That title is very important. As the title says, the legislation is an appropriations bill. The title refers to troop readiness. There is finally, after several months of legislative wrangling, funding for the troops that the President can sign.

The title refers to veterans care. There is funding for that. The title refers to Katrina recovery. There are funds for Hurricane Katrina damage. The title also refers to Iraq accountability. There is language finally in the form acceptable to the President so that he can sign it dealing with benchmarks on our mission in Iraq and the role of the Iraqi Government.

The title of the bill, however, does not refer to any matters within the jurisdiction of a committee I am very familiar with, the Finance Committee. But take a look and you will find three categories of Finance Committee matters: One, the small business tax relief package; two, the so-called pension technicals; and, three, Medicaid and SCHIP provisions.

Now, why does it matter whether these policy provisions travel in a tax-writing committee bill or an appropriations bill? It matters for several reasons. I had the pleasure of serving on both the Finance Committee, and for a very short period of time during my career in the Senate, on the Appropriations Committee. They are the money committees of the Senate.

Appropriations bills, by and large, spend money. That is not entitlements, that is the set-asides in the budget. Finance Committee bills, on the other hand, raise revenue and deal with most of the health and welfare entitlement spending.

Both the Appropriations and Finance Committees have very strong constitutional traditions, expertise in the complex subject matter, and seasoned memberships motivated and dedicated to service of the respective committees. All you have to do is look at the careers of Chairman Byrd, the ranking member, or Senator Baucus, to know that they dedicate themselves to these two great money committees of the Senate.

So when policy issues are processed outside of the Appropriations or outside the Finance Committee, necessary care, expertise, and experience is lost. When I was chairman, I took great pains to avoid taking on appropriations matters. More often than not, policy made outside of either of these committee jurisdictions will, it seems, somehow need to be corrected.

There is another reason it matters; that is, policy made through the committee process is very transparent, and that is what American Government and the Congress is all about, transparency--the public business to be done publicly.
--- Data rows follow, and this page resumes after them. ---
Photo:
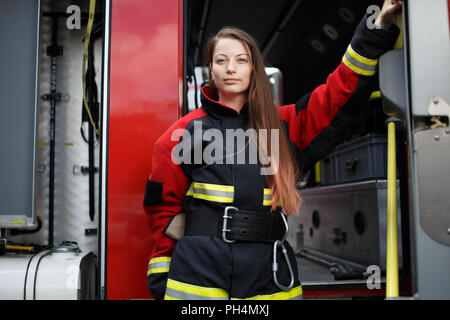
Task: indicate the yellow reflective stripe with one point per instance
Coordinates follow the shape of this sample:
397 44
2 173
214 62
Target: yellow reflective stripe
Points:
267 198
160 259
217 187
212 198
356 69
296 292
157 270
211 192
158 265
180 290
359 63
364 60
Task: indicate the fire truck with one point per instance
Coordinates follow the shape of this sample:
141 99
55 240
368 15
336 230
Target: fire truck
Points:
87 87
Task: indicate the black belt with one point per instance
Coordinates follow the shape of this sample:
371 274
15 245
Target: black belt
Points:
232 224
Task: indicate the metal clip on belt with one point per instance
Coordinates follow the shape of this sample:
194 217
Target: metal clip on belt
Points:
276 244
225 229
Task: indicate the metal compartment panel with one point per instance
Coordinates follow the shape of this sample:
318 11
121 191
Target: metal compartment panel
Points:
347 221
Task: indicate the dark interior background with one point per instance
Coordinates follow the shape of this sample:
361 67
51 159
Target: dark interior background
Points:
303 67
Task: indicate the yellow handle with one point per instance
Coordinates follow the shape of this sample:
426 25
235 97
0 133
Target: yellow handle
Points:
391 242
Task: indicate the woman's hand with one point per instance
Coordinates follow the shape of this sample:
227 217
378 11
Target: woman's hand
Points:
391 9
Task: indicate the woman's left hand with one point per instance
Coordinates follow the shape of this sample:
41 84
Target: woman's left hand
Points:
391 9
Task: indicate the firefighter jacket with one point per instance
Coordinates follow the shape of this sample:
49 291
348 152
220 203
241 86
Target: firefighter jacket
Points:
314 125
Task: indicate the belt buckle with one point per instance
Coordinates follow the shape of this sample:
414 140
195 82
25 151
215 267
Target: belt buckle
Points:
225 229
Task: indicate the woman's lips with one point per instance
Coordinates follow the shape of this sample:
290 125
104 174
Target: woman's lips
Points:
231 80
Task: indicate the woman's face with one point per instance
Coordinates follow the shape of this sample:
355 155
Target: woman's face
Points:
230 68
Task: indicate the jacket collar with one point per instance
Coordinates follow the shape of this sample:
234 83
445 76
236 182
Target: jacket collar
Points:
218 109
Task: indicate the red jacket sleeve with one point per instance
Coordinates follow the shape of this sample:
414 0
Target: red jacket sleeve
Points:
321 120
164 198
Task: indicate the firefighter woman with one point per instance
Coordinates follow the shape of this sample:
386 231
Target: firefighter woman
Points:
235 209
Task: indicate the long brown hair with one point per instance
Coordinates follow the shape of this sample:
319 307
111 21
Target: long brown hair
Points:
264 115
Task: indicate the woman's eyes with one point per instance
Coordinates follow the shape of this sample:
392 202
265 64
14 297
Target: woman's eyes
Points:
240 60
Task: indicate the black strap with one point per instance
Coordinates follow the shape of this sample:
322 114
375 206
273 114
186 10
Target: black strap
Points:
244 225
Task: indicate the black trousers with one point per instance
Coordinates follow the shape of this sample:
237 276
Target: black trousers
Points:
205 267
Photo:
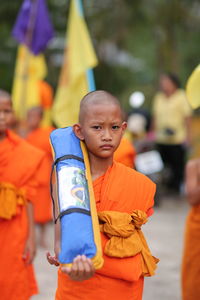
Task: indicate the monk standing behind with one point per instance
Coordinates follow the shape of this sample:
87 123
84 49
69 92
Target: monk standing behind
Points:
191 256
125 153
118 189
20 165
39 137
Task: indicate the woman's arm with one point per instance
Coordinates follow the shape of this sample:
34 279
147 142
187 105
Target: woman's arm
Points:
192 181
30 247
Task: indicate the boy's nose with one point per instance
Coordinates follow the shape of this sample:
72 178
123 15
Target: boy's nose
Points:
106 135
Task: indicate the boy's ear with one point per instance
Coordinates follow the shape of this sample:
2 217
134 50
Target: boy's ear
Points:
124 126
78 132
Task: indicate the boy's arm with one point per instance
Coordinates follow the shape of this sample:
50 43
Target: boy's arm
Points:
30 247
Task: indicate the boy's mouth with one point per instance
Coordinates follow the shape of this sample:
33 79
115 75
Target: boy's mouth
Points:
106 147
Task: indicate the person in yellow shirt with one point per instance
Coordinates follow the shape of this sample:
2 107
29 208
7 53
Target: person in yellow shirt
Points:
171 114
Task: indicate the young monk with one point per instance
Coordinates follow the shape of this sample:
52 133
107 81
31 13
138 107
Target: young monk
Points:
190 263
39 137
117 188
19 168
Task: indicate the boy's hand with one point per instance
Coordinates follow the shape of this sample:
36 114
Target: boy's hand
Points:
81 269
53 260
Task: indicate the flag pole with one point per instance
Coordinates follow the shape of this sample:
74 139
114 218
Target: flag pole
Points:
28 39
90 72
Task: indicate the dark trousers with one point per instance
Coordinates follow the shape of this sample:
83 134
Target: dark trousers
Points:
173 157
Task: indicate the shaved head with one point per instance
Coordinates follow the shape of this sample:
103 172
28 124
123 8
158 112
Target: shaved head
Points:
97 98
36 109
5 95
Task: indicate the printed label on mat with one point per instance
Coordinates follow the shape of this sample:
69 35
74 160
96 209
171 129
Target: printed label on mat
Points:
72 188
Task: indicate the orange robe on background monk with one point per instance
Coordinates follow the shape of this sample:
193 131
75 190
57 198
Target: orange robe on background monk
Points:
191 257
120 189
125 153
43 208
20 165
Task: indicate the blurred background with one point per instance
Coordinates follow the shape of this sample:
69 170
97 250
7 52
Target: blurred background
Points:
134 42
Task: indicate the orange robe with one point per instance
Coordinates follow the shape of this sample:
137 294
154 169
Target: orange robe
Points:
43 208
191 257
125 153
19 164
119 189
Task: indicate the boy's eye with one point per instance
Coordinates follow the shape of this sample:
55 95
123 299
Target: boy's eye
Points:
97 127
115 127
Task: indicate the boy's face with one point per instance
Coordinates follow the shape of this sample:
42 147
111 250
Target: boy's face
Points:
34 118
102 129
6 114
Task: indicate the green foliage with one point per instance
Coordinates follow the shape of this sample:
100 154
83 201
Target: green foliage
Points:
154 36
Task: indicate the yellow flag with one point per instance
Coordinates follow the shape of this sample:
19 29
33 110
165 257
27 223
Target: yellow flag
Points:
193 88
29 69
79 56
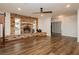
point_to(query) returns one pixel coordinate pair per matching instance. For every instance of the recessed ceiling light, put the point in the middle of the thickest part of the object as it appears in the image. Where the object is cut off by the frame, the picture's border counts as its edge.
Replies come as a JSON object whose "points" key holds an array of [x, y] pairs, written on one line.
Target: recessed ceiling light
{"points": [[67, 6], [19, 9], [41, 14], [60, 16]]}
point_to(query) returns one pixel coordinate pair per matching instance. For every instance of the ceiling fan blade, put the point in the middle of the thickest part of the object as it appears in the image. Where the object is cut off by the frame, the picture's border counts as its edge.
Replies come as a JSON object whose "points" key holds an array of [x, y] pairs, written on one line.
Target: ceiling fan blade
{"points": [[36, 12], [47, 12]]}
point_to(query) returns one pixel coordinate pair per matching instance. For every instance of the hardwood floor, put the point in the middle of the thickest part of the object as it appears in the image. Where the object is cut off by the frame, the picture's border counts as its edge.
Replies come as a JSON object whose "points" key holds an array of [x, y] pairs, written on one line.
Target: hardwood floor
{"points": [[42, 46]]}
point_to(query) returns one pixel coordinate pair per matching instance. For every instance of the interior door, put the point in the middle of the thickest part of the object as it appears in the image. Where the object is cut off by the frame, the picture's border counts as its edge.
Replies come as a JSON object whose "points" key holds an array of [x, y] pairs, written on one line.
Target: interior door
{"points": [[56, 29]]}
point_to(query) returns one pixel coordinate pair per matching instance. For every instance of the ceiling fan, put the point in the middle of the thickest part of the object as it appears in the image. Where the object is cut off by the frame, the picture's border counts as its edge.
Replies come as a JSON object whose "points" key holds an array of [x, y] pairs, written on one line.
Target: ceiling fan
{"points": [[42, 12]]}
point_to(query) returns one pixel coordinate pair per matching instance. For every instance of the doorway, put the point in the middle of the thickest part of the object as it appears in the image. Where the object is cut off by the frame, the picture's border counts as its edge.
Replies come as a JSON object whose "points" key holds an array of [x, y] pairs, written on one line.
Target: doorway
{"points": [[56, 29]]}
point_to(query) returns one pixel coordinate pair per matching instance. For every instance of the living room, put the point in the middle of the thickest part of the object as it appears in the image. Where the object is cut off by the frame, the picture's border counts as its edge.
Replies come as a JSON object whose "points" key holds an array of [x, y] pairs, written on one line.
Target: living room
{"points": [[41, 27]]}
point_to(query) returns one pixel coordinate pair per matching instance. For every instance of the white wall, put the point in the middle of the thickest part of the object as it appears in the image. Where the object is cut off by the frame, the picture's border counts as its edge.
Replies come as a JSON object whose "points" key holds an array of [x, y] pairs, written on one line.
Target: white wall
{"points": [[17, 26], [44, 23], [56, 27], [68, 25], [7, 24]]}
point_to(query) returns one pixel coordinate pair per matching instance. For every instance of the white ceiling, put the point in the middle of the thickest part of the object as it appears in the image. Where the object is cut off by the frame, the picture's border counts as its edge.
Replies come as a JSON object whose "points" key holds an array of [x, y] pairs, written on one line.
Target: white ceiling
{"points": [[29, 8]]}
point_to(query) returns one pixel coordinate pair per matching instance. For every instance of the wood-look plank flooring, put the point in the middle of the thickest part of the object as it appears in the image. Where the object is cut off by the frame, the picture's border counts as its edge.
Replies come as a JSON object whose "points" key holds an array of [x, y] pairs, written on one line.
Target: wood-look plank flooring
{"points": [[41, 46]]}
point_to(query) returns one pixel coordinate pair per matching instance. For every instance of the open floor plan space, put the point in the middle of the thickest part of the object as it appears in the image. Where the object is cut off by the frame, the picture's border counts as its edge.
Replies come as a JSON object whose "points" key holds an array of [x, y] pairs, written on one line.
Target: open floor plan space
{"points": [[39, 28], [41, 46]]}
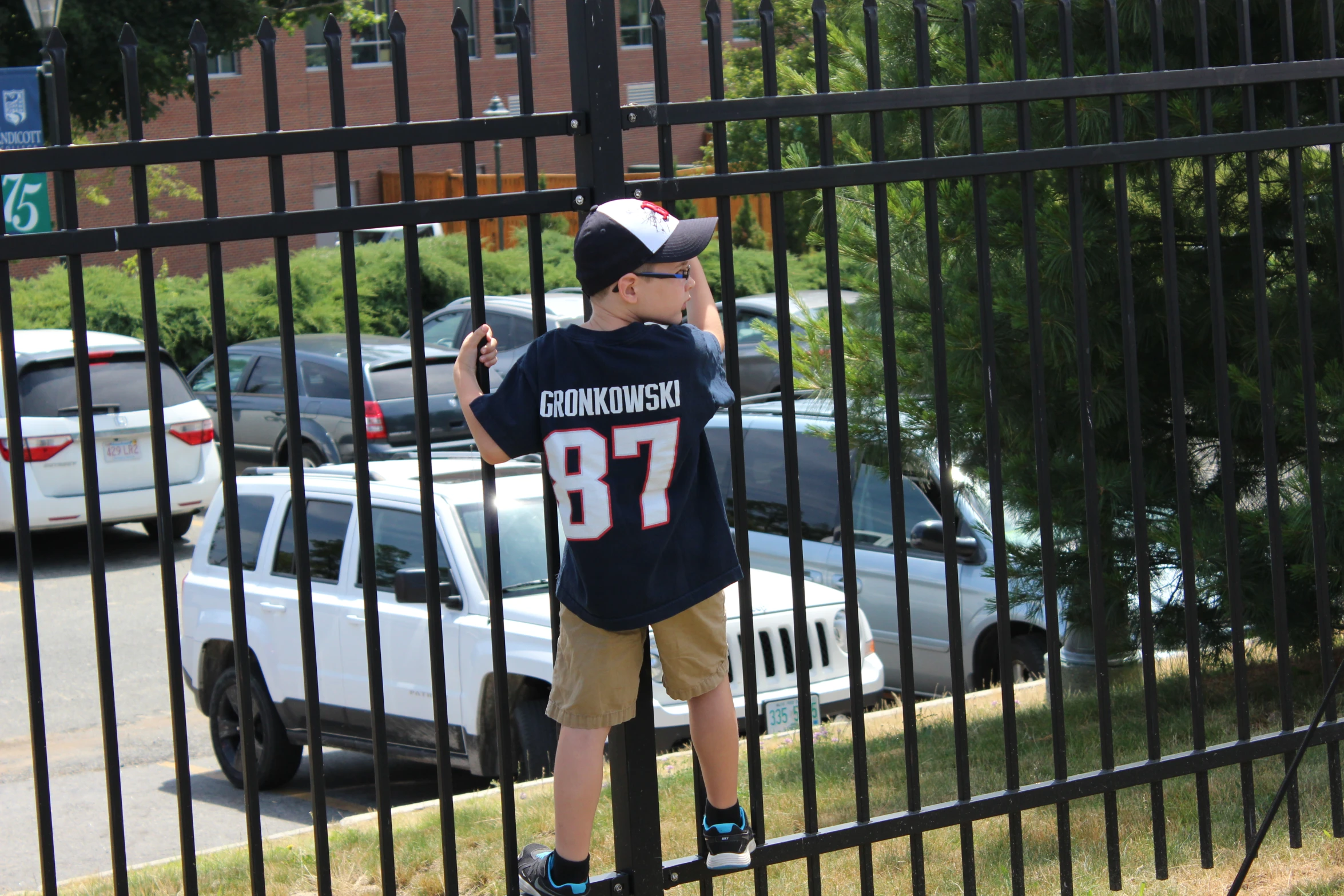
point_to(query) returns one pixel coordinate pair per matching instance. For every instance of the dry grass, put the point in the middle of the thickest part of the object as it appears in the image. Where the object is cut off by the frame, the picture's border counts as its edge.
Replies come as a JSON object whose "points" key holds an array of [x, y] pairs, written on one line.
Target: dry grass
{"points": [[1314, 871]]}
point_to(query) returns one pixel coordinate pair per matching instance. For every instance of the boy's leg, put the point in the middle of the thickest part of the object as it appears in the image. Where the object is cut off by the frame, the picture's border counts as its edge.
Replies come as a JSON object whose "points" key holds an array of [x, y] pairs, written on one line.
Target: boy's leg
{"points": [[596, 683], [694, 649], [578, 785], [714, 731]]}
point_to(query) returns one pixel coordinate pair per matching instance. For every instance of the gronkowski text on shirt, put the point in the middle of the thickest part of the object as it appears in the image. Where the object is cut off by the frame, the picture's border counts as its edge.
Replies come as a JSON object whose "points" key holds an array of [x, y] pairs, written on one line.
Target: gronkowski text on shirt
{"points": [[612, 399]]}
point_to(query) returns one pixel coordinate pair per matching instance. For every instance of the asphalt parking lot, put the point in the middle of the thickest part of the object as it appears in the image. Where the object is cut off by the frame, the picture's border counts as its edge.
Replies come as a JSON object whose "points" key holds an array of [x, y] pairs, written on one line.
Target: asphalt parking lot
{"points": [[144, 732]]}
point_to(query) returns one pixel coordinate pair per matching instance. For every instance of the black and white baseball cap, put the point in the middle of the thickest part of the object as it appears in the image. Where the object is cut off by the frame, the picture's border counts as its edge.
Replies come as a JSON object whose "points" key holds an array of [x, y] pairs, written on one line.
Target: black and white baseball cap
{"points": [[620, 236]]}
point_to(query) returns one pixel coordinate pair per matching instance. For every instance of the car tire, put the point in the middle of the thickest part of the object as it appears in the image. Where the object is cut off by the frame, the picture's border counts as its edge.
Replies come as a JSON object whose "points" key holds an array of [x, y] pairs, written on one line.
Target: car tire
{"points": [[312, 457], [277, 759], [1027, 657], [181, 524], [535, 738]]}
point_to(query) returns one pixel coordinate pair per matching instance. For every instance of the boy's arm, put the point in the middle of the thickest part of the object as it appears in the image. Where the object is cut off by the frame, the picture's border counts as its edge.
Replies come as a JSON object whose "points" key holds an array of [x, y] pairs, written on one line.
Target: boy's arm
{"points": [[468, 390], [701, 310]]}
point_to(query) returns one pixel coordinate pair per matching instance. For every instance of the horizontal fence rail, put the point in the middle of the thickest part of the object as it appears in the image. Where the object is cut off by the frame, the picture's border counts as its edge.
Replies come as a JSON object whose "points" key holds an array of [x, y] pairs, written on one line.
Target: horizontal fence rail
{"points": [[1019, 246]]}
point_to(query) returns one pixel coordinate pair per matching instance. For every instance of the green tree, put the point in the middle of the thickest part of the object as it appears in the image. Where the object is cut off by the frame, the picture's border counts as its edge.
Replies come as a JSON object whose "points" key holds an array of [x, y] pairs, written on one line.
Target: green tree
{"points": [[1004, 236], [90, 30], [742, 77], [746, 230]]}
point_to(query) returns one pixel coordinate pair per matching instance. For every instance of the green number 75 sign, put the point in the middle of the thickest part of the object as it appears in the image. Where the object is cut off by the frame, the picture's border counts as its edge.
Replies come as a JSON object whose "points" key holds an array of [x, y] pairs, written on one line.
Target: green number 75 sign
{"points": [[26, 210]]}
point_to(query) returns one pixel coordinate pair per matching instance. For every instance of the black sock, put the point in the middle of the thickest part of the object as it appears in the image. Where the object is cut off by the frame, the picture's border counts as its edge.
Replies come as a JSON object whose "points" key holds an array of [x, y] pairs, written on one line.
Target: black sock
{"points": [[730, 816], [566, 872]]}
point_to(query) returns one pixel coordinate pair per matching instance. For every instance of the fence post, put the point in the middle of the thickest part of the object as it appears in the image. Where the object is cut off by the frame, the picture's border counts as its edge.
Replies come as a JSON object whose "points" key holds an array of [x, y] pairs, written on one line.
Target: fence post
{"points": [[600, 170]]}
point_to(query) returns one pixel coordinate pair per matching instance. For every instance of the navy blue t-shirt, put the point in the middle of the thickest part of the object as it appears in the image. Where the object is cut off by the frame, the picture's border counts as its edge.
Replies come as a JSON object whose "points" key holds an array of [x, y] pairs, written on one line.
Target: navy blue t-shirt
{"points": [[620, 416]]}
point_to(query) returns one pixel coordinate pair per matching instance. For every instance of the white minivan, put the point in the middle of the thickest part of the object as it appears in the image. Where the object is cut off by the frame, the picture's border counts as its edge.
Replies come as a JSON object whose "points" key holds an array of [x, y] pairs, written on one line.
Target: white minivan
{"points": [[876, 567], [50, 417], [339, 613]]}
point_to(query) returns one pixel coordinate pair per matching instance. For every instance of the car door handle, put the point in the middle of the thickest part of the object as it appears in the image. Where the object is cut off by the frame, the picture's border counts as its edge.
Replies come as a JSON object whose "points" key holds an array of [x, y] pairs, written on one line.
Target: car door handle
{"points": [[858, 583]]}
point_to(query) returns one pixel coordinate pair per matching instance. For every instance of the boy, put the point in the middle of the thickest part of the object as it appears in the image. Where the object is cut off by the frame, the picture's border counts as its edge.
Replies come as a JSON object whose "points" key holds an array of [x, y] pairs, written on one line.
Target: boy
{"points": [[619, 405]]}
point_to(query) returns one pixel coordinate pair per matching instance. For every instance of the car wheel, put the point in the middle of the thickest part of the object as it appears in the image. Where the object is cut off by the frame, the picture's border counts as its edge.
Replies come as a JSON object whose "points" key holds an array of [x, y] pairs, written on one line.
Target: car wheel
{"points": [[312, 457], [1027, 657], [181, 524], [277, 759], [535, 736]]}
The committee's role is to air and carefully consider proposals in the areas of committee jurisdiction.

We are really talking about transparency. Sunshine is the best disinfectant. When the committee process is end-run, as I will demonstrate in part of this bill, there is usually no positive reason. Usually the reason is expediency on the part of people, maybe even beyond the control of the committee chairman, and I would suggest legislative leadership.

It has happened not just now, it has happened under Republicans and under Democrats. But I am pleased to say it has been effectively very rare over the last few years. Skipping the committee process on new proposals was the exception rather than the rule.

Unfortunately, now, with respect to the critical pieces of Finance Committee jurisdiction, it looks as if leadership prefers to skip the committee, after I have been told privately and publicly so many times all of the work is going to be done through the committee. So I am hoping that what I am going to complain about is pretty much a temporary pattern.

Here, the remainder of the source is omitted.